Question

How many milliliters of a 0.266 M LiNO3 solution are required to make 150.0 mL of 0.075 M LiNO3 solution?

42.3 mL

53.2 mL

18.8 mL

23.6 mL

35.1 mL

Answer 1

The prepared solution have 0.075M of LiNO₃

As we know the molarity is the number of moles of solute present in the 1L of solution.

$molarity=\frac{w}{m}\times \frac{1000}{v}$

Here the prepared solution have

w= mass= to be got

m= molar mass of LiNO₃= 68.94g/mol

v=volume = 150mL

Molarity= 0,075M

By applying the law $molarity=\frac{w}{m}\times \frac{1000}{v}$

$0.075M=\frac{w}{68.94}\times \frac{1000}{150}\\ w= \frac{150\times 68.94\times 0.075}{1000}\\ w= \frac{775.575}{1000}\\ w=0.775g$

Hence the prepared solution has 0.775g of LiNO₃solute.
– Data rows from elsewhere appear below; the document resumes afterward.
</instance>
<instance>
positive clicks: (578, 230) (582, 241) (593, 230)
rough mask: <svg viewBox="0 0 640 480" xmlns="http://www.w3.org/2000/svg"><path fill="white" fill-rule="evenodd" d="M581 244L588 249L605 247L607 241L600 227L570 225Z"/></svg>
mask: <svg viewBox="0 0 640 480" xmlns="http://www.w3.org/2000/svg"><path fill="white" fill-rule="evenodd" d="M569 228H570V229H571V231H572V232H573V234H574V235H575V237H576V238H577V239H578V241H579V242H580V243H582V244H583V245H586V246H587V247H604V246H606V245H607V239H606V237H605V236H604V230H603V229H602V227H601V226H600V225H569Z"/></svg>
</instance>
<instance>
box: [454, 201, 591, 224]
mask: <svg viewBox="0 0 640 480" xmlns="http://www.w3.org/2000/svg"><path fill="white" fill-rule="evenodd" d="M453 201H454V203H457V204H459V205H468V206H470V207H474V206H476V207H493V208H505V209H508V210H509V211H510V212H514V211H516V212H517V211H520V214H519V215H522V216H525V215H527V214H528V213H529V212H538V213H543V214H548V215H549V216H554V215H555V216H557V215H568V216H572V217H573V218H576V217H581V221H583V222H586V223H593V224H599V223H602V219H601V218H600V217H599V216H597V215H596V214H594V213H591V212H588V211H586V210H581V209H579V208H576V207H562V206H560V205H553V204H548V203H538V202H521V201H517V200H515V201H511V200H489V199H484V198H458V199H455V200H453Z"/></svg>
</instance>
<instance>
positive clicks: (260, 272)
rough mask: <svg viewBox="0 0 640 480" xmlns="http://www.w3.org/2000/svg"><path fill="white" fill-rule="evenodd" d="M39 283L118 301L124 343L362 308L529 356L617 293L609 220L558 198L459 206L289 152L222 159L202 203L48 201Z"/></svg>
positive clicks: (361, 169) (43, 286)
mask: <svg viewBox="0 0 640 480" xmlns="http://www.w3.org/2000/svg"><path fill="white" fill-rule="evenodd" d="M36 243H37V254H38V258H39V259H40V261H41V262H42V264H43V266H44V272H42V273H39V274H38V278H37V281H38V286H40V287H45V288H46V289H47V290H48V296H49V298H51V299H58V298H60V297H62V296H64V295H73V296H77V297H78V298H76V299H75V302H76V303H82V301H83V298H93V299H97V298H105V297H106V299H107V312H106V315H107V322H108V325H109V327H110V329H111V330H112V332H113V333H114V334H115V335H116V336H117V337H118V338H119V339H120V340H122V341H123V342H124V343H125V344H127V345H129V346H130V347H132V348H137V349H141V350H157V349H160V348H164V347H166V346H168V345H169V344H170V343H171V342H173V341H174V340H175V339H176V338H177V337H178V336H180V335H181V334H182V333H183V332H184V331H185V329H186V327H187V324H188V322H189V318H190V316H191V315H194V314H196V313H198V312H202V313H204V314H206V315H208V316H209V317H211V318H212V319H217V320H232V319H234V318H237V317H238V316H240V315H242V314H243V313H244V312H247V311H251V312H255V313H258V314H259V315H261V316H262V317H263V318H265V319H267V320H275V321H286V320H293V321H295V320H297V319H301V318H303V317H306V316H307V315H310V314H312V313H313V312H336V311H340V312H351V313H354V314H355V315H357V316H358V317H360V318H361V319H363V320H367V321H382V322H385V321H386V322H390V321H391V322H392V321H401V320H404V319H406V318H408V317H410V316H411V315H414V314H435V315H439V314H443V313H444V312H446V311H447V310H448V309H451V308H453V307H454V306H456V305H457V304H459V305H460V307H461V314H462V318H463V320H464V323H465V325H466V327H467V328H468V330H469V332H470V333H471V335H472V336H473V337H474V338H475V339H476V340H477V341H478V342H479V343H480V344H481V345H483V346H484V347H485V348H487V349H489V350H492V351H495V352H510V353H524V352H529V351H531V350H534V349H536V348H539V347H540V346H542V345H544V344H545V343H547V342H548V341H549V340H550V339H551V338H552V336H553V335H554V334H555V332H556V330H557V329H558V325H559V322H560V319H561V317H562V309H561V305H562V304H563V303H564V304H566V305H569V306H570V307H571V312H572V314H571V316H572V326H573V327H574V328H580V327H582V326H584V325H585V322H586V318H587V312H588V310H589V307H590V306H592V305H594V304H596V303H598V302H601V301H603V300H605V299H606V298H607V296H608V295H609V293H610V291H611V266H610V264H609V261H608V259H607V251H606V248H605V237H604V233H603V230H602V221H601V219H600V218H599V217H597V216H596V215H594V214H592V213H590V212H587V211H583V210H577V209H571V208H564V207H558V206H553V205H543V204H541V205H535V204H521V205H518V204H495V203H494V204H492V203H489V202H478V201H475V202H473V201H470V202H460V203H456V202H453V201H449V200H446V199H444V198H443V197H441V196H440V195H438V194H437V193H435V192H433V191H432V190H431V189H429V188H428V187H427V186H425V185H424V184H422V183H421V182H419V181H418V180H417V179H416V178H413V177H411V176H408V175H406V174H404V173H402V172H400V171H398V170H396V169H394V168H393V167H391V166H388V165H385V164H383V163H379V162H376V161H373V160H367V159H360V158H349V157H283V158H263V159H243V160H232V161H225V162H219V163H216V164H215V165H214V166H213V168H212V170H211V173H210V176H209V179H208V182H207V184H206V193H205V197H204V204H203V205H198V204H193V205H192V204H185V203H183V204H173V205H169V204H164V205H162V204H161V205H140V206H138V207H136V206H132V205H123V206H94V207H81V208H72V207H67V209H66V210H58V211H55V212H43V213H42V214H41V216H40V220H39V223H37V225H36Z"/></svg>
Now for the preparation of 150mL of 0.075M LiNO₃ we need 0.266M of LiNO₃ that carry 0.775g of LiNO₃. For this, the required volume of the solution is x mL(suppose).
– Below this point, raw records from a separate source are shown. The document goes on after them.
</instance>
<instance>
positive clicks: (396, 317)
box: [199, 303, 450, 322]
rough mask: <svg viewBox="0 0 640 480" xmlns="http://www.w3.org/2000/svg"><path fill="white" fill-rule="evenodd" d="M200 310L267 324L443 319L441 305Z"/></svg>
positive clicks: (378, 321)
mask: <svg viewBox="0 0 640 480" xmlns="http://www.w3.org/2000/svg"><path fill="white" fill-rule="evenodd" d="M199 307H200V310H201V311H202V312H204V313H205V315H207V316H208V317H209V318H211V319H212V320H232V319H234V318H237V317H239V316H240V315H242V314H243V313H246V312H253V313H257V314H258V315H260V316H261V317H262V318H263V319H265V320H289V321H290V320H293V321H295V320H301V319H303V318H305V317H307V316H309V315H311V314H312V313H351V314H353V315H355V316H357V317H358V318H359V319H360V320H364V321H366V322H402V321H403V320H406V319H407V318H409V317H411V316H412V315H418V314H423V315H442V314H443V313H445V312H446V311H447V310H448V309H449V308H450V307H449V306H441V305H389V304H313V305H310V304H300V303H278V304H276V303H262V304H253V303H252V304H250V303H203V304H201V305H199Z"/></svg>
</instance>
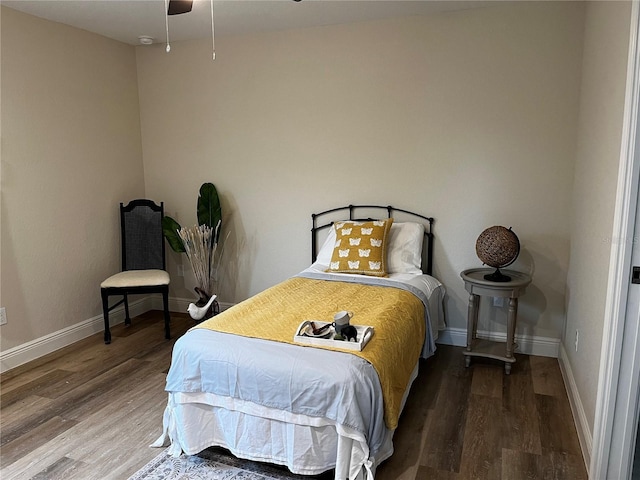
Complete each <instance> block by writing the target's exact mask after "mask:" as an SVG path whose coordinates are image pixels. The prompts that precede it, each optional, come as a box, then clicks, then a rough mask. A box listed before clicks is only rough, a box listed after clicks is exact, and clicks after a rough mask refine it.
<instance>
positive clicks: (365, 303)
mask: <svg viewBox="0 0 640 480" xmlns="http://www.w3.org/2000/svg"><path fill="white" fill-rule="evenodd" d="M432 226H433V219H432V218H430V217H426V216H422V215H420V214H416V213H413V212H411V211H408V210H403V209H398V208H394V207H391V206H376V205H349V206H346V207H340V208H335V209H331V210H326V211H323V212H320V213H318V214H313V215H312V228H311V245H312V248H311V251H312V259H311V260H312V263H311V265H310V266H309V267H308V268H306V269H304V270H303V271H301V272H300V273H299V274H298V275H295V276H294V277H292V278H290V279H287V280H286V281H284V282H282V283H280V284H278V285H276V286H274V287H271V288H269V289H267V290H265V291H264V292H261V293H259V294H257V295H255V296H254V297H252V298H250V299H248V300H246V301H244V302H241V303H240V304H237V305H234V306H233V307H231V308H229V309H227V310H225V311H224V312H222V313H221V314H219V315H217V316H215V317H213V318H211V319H209V320H207V321H205V322H203V323H202V324H199V325H197V326H196V327H194V328H192V329H191V330H189V331H188V332H187V333H186V334H185V335H183V336H182V337H181V338H180V339H178V340H177V342H176V344H175V346H174V350H173V354H172V361H171V367H170V369H169V372H168V375H167V383H166V390H167V392H168V402H167V406H166V408H165V412H164V416H163V433H162V435H161V436H160V438H158V440H157V441H156V442H155V443H154V444H153V446H156V447H160V446H167V445H169V451H170V454H171V455H173V456H179V455H181V454H183V453H184V454H187V455H193V454H197V453H199V452H200V451H202V450H204V449H206V448H208V447H211V446H220V447H224V448H226V449H228V450H229V451H231V452H232V453H233V454H234V455H236V456H238V457H241V458H246V459H249V460H254V461H261V462H269V463H274V464H279V465H284V466H286V467H288V468H289V470H291V471H292V472H293V473H296V474H302V475H316V474H320V473H322V472H325V471H327V470H331V469H335V478H336V479H345V478H349V479H352V480H353V479H368V480H372V479H373V478H374V475H375V470H376V467H377V465H379V464H380V462H382V461H384V460H385V459H387V458H389V457H390V456H391V455H392V453H393V433H394V431H395V429H396V427H397V425H398V419H399V417H400V414H401V411H402V408H403V406H404V403H405V401H406V398H407V395H408V393H409V390H410V387H411V383H412V382H413V380H414V379H415V378H416V376H417V372H418V365H419V359H420V358H428V357H429V356H431V355H433V353H434V351H435V340H436V338H437V333H438V330H439V329H442V328H444V315H443V308H442V303H443V298H444V293H445V290H444V286H443V285H442V284H441V283H440V282H439V281H438V280H437V279H436V278H434V277H433V276H432V274H433V260H432V258H433V239H434V236H433V233H432ZM361 241H362V242H367V244H366V246H365V245H364V244H359V242H361ZM345 245H350V247H349V248H345ZM345 252H346V253H345ZM356 257H358V258H356ZM423 272H424V273H423ZM339 310H350V311H352V312H353V318H352V319H351V323H352V324H353V325H366V326H371V327H373V332H374V333H373V336H372V337H371V340H370V341H369V343H368V344H367V345H366V346H365V347H364V348H363V349H362V351H360V352H354V351H346V350H344V349H342V348H340V347H337V348H336V347H335V346H333V345H331V346H329V347H328V348H318V347H317V346H309V345H301V344H298V343H296V342H295V341H294V335H295V333H296V331H297V327H298V326H299V324H300V322H302V321H304V320H318V321H320V322H321V321H327V322H330V321H331V318H332V317H331V316H332V315H333V313H334V312H336V311H339ZM338 343H340V342H338Z"/></svg>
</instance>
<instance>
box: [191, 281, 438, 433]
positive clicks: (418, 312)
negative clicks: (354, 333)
mask: <svg viewBox="0 0 640 480" xmlns="http://www.w3.org/2000/svg"><path fill="white" fill-rule="evenodd" d="M339 310H351V311H352V312H354V316H353V318H352V319H351V323H352V324H353V325H369V326H372V327H374V336H373V338H372V339H371V340H370V341H369V343H368V344H367V346H366V347H365V348H364V349H363V350H362V351H361V352H354V351H349V350H344V351H345V352H348V353H351V354H352V355H358V356H360V357H362V358H364V359H365V360H367V361H368V362H370V363H371V364H372V365H373V367H374V368H375V369H376V371H377V372H378V377H379V378H380V384H381V386H382V392H383V397H384V398H383V399H384V406H385V408H384V409H385V411H384V421H385V424H386V425H387V428H390V429H395V428H396V427H397V426H398V417H399V416H400V408H401V403H402V397H403V394H404V391H405V390H406V388H407V384H408V383H409V379H410V376H411V372H412V371H413V368H414V367H415V365H416V362H417V361H418V358H419V357H420V352H421V350H422V344H423V341H424V337H425V328H426V327H425V321H424V313H425V312H424V305H423V304H422V301H420V299H418V298H416V297H415V296H414V295H413V294H412V293H410V292H407V291H405V290H402V289H399V288H393V287H383V286H377V285H376V286H374V285H362V284H357V283H346V282H339V281H327V280H315V279H309V278H301V277H295V278H291V279H289V280H286V281H284V282H282V283H280V284H278V285H276V286H274V287H271V288H269V289H267V290H265V291H263V292H261V293H259V294H257V295H255V296H254V297H252V298H250V299H248V300H246V301H244V302H242V303H239V304H238V305H235V306H233V307H231V308H229V309H228V310H226V311H224V312H222V313H221V314H219V315H216V316H215V317H213V318H211V319H209V320H207V321H205V322H203V323H201V324H200V325H198V326H196V327H194V328H207V329H210V330H216V331H219V332H224V333H232V334H235V335H242V336H245V337H252V338H263V339H266V340H273V341H277V342H284V343H294V342H293V336H294V334H295V332H296V329H297V327H298V326H299V325H300V323H301V322H302V321H304V320H320V321H326V322H330V321H332V319H333V314H334V313H335V312H337V311H339ZM296 345H297V344H296ZM306 347H307V348H319V347H317V346H310V345H307V346H306ZM321 348H324V347H321ZM326 348H328V349H330V350H340V349H337V348H332V347H326ZM247 354H250V352H247Z"/></svg>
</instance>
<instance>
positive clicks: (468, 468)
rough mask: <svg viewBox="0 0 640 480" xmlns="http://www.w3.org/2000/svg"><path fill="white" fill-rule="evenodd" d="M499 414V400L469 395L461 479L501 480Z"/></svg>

We need to find out the value of x

Here the given data are

volume (v)= x mL

Molarity= 0.266M

Mass(w)= 0.775g

Molar mass of LiNO₃= 68.94g/mol

Now apply the rule $molarity=\frac{w}{m}\times \frac{1000}{v}$

$0.266M=\frac{0.775}{68.94}\times \frac{1000}{x}\\ 0.266M=0.0112\times \frac{1000}{x}\\ 0.266M\times x=0.0112\times1000\\ 0.266M\times x=11.24\\ x=\frac{11.24166}{0.266}\\ x=42.3mL$

Hence the volume is 42.3 mL.

So by seeing the above expression the correct answer is 42.3 mL.